Rob,
I have two ovens in NorCal (in and out) and have installed ovens at both our rental houses in Italy. I feel like the Johnny Appleseed of brick ovens (leaving them behind).
There are three good reasons behind the Italian design (round):
1. The round dome is self-standing (ala the Duomo in Florence), so it does not need a lot of concrete clapping to hold it together. It is lighter and heats up much faster. A round oven will heat in an hour (or less depending on the type), where the heavier ovens take 2-3 hours, or more. That means you are burning more wood (which isn't good for the environment or your pocketbook). For me, the heat time is the difference between using my oven after work, or not. Round oven users fire their ovens a couple of times a week, and I know bread oven owners that never fire their ovens.
2. With a round oven you have room for your fire on one side, and food/pizza on the other side and in the back. It's all reachable. With a 32x36 rectangular oven, there isn't a good place for the fire. If you put it on the side, you have very little room on the side, and the back is lost. If you put it in the back, the fire doesn't reflect to the front of the oven. A 35" round gives you much more usable space than a 32x36. For all the effort you are going to be putting into this, a 32x36 rectangular oven is a one-pizza oven -- which is a shame.
3. The round, spherical dome does a better job of bouncing heat down to the cooking floor evenly. You can cook pizza everywhere (or roasts and veggies) in the oven, and it cooks evenly. That is how the high volume pizzerias cook all those pizzas. The rectangular oven has a barrel vault, which gives you hot and cool spots, depending where the fire it.
There are also little things, like clean up.
The downside is that you can only bake around 25 loaves of bread from a single firing, not 75. But for a home oven, that works for me. I make more bread than we could ever eat, and give lots away.

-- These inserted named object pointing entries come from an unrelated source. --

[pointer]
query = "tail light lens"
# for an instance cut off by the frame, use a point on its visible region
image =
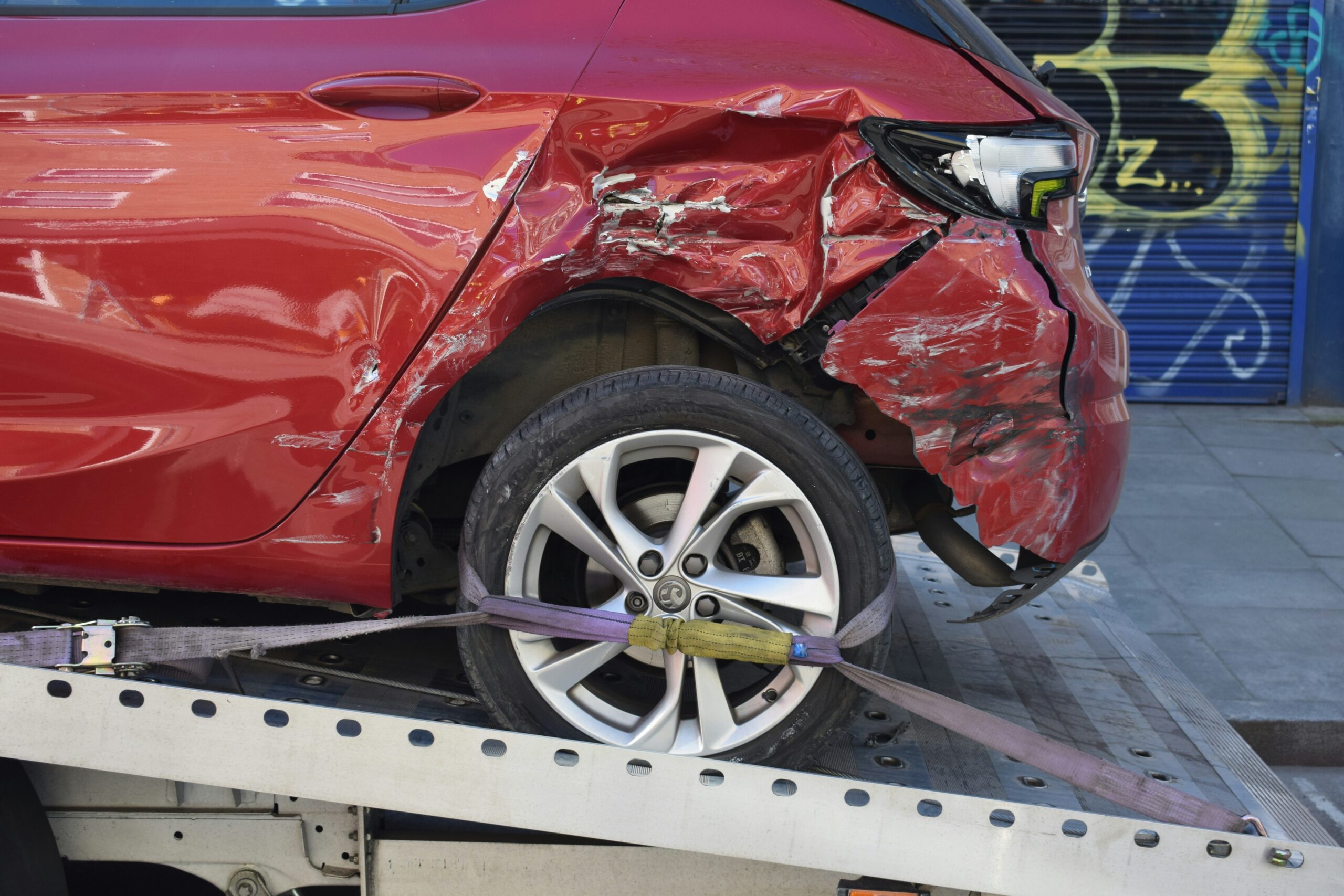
(1002, 174)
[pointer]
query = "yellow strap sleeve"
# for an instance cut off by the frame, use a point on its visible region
(705, 638)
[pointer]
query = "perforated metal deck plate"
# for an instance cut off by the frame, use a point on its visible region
(1081, 673)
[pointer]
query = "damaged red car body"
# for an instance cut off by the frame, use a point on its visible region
(234, 300)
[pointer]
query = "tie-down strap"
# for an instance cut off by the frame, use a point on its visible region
(143, 645)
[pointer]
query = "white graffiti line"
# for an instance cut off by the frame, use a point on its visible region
(1098, 239)
(1234, 289)
(1126, 289)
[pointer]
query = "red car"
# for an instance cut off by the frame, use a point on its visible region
(668, 309)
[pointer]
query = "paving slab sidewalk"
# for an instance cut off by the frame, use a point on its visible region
(1229, 550)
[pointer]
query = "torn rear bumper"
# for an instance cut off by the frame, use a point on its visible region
(1009, 368)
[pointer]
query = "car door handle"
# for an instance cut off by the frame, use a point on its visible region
(436, 93)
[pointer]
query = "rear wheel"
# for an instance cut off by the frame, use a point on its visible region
(675, 492)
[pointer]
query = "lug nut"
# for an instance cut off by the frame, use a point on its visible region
(651, 563)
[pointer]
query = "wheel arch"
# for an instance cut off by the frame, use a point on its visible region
(600, 328)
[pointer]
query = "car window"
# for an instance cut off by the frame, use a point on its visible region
(212, 7)
(975, 35)
(949, 22)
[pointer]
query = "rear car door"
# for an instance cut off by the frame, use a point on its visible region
(225, 229)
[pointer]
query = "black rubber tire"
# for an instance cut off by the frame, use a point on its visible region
(827, 471)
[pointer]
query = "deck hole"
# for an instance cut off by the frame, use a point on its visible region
(857, 798)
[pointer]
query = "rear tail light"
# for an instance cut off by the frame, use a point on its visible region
(1003, 174)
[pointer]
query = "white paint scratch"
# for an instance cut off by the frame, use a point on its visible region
(315, 440)
(494, 188)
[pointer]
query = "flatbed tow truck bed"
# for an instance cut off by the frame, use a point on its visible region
(313, 778)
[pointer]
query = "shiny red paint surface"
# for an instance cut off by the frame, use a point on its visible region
(718, 160)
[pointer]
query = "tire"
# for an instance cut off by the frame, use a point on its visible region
(839, 493)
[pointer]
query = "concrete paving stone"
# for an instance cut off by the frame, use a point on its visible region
(1275, 675)
(1147, 414)
(1257, 434)
(1240, 630)
(1215, 542)
(1296, 465)
(1164, 438)
(1168, 468)
(1113, 550)
(1202, 667)
(1319, 537)
(1152, 612)
(1196, 589)
(1127, 574)
(1324, 414)
(1182, 499)
(1296, 499)
(1268, 413)
(1334, 568)
(1321, 790)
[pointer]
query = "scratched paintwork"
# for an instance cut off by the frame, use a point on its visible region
(721, 162)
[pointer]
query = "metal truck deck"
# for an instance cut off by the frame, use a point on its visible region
(893, 797)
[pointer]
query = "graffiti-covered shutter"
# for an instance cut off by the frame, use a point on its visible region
(1193, 213)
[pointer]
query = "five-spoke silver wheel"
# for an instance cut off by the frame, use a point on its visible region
(717, 532)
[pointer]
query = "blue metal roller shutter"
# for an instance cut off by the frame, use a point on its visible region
(1193, 213)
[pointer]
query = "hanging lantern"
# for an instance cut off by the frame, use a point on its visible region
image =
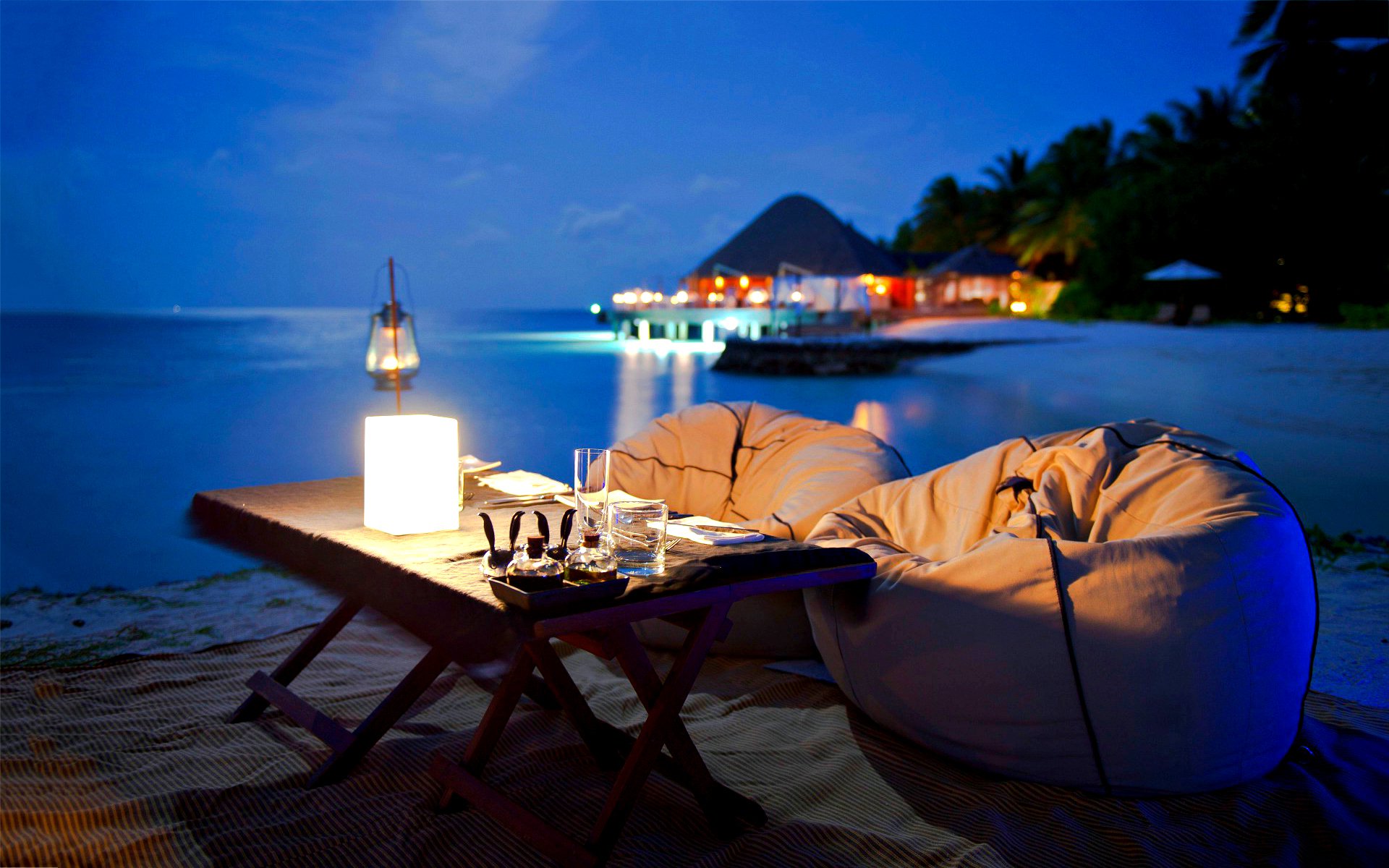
(391, 349)
(392, 357)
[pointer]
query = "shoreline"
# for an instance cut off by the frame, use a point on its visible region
(101, 626)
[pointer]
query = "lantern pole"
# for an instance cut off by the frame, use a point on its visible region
(395, 328)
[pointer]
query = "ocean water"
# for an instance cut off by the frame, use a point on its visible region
(109, 424)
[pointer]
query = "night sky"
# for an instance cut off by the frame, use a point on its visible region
(521, 155)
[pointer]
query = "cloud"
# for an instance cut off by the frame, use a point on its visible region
(709, 184)
(434, 61)
(483, 234)
(579, 223)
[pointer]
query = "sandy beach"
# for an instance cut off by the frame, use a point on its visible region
(1304, 401)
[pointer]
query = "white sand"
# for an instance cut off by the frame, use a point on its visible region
(1316, 399)
(45, 628)
(1352, 653)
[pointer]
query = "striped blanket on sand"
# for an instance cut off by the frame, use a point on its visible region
(131, 764)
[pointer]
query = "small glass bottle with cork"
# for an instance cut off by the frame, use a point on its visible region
(592, 563)
(534, 570)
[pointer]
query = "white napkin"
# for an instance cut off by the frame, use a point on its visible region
(681, 528)
(614, 496)
(522, 482)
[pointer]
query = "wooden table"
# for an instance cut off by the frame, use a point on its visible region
(430, 585)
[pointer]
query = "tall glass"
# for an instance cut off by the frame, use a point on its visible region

There are about a million pizza ovens in Italy, and they are all round. They also have bread ovens for pane cotta a legna, which are barrell vault ovens.
The bricks themselves at stacked on top of each other, so there are few/no mortar joints facing inside the oven. It also looks nice. Take a closer look at the plans, and photos of other builder's ovens, and (if you haven't yet) join the user group. It will be helpful, and we just posting a recipe for roasting a 20lb fresh ham!